The wider geographical scope afforded by breaking up fragmented markets has enabled private sector investment in marketing infrastructure.

INADEQUACIES OF MODEL APMC ACT

Model APMC Act failed to create a national – or even state- level common market for agricultural commodities. The reason:

  1. Model APMC Act retains the mandatory requirement of the buyers having to pay APMC charges even when the produce is sold directly outside the APMC area, say, to the contract sponsors or in a market set up by private individuals even though no facility provided by the APMC is used.
  2. Though the model APMC Act bars the APMCs and commission agents from deducting the market fee/commission from the seller, the incidence of these fees/commission falls on the farmers since buyers would discount their bids to the extent of the fees/commission charged by the APMC and the Commission agents.
  3. Though the model APMC Act provides for setting up of markets by private sector, this provision is not adequate to create competition for APMCs even within the State, since the owner of the private market will have to collect the APMC fees/taxes, for and on behalf of the APMC, from the buyers/sellers in addition to the fee that he wants to charge for providing trading platform and other services, such as loading, unloading, grading, weighing etc.

ALTERNATIVE WAYS OF CREATING NATIONAL MARKET FOR AGRICULTURAL COMMODITIES

  • Central government will work closely with the state governments to reorient their respective APMC Acts to provide for the establishment of private market yards/private markets.
  • The state governments will also be encouraged to develop farmers’ markets in towns to enable farmers to sell their produce directly.
  • Incremental moves may need to be considered to get the states on board. For example, first, it may be possible to get all the states to drop fruits and vegetables from the APMC schedule of regulated commodities; this could be followed by cereals, pulse and oil seeds, and then all remaining commodities.
  • State governments should provide policy support for setting up infrastructure, making available land etc. for alternative or special markets in private sector, since the players in the private sector cannot viably compete with the APMCs in which the initial investment was made by the government on land and other infrastructure.
  • Liberalisation of FDI in retail could create the possibilities for filling in the massive investment and infrastructure deficit which results in supply-chain inefficiencies.

USING CONSTITUTIONAL PROVISIONS TO SET UP A COMMON MARKET

If persuasion fails (and it has been tried for a long time since 2003), it may be necessary to see what the center can do, taking account of the allocation of subjects under the Constitution of India.

There are provisions/entries in List III of the Seventh Schedule (Concurrent List) in the Constitution which can be used by the Union to enact legislation for setting up a national common market for specified agricultural commodities, viz., Entry 33 which covers trade and commerce and production, supply and distribution of foodstuffs, including edible oilseeds and oils raw cotton, raw jute etc.

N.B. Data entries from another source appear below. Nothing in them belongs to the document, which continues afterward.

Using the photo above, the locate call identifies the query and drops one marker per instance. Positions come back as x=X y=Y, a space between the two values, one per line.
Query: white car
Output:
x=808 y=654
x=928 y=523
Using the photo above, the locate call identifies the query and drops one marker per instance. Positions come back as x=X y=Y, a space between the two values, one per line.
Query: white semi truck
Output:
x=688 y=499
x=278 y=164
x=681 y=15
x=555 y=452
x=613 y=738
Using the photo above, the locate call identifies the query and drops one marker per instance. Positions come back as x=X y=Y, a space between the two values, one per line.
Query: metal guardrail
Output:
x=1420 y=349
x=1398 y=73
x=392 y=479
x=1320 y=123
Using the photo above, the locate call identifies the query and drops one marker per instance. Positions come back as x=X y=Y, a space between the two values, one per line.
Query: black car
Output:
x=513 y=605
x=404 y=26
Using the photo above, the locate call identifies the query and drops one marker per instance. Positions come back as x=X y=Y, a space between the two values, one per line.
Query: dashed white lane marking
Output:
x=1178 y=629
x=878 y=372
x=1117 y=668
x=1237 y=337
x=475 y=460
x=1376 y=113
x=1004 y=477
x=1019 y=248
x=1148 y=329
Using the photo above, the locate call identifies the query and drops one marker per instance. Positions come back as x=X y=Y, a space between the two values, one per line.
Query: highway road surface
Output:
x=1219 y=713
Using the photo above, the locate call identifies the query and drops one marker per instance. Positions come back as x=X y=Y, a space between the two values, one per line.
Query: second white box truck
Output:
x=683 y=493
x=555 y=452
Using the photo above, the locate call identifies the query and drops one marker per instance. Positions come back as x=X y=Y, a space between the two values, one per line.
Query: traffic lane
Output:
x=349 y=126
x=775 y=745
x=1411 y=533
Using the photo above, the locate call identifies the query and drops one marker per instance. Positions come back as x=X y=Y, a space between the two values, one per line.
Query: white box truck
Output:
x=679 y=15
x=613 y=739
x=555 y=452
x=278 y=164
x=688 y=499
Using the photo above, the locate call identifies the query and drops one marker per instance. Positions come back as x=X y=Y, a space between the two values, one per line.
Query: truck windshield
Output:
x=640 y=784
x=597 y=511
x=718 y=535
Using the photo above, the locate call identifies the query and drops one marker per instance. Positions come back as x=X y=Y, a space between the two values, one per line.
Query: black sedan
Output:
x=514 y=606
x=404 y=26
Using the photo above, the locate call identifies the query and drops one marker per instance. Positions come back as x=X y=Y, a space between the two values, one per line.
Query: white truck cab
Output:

Entry 42 in the Union List, viz., ‘Inter- state Trade and Commerce’ also allows a role for the union.

Once a law is passed by the Parliament to regulate trading in the specified agricultural commodities, it will override the state APMC laws, paving the way for creating a national common market. But this approach could be seen as heavy- handed on the part of the center and contrary to the new spirit of cooperative federalism.